No embryos have been implanted into a woman’s womb in the Anglosphere, to my knowledge, bur there have been recent reports that at least one baby boy has been born, in Mexico, after a fertility doctor from New York City performed the technique there, and that the baby looks healthy but has abnormal mitochondria in at least some of his tissues. It’s not at all clear how many abnormal mitochondria are needed to transmit the disease, or whether genetic matching of the woman donating the healthy egg and the disease-affected prospective mom can reduce the risk of the offspring inheriting the disease.
But the U.K. wants to do this clinical work there, in hopes that people won’t go to places like Mexico or Ukraine to get the procedure.

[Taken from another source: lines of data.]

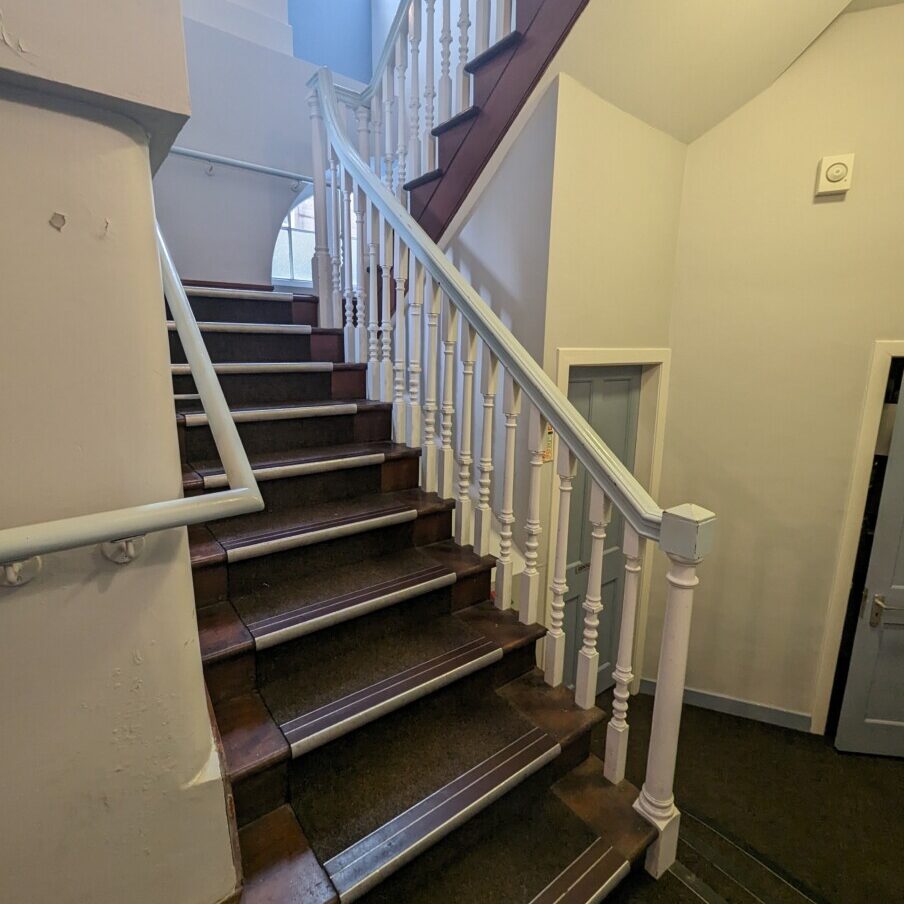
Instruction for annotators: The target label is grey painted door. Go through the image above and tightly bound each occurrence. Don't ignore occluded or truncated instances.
[565,366,642,692]
[835,393,904,756]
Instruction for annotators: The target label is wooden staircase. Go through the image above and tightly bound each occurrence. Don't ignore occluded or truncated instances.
[170,288,656,904]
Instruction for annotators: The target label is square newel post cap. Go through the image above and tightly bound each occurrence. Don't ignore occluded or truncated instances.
[659,502,716,562]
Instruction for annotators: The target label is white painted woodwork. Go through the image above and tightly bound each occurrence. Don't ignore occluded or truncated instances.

As I’ve written before, mitochondrial diseases are quite rare, and one might favor pursuing this reproductive technology as a special case, but apart from the concern about destruction of human embryos in the course of developing the technology, one must also be concerned that it will be quickly applied more broadly, in the attempt to treat infertility in general or as a misguided shot at human enhancement.
Personally, I would have never “gone there” in the first place. But this horse has long-since left the barn, so a desire to collect data, proceed cautiously, and try to control applications looks wise, as far as it goes. Besides the UK, the U.S. is a potential site of regulated work in MRT, depending, as I noted in February, on whether the government allows it to be funded and whether the several concerns raised by the Institute of Medicine, at a minimum.
Will any boundaries on MRT hold, in the end? I’m skeptical. But a strict limitation to the rare cases of genetic mitochondrial disease should at least be held inviolate.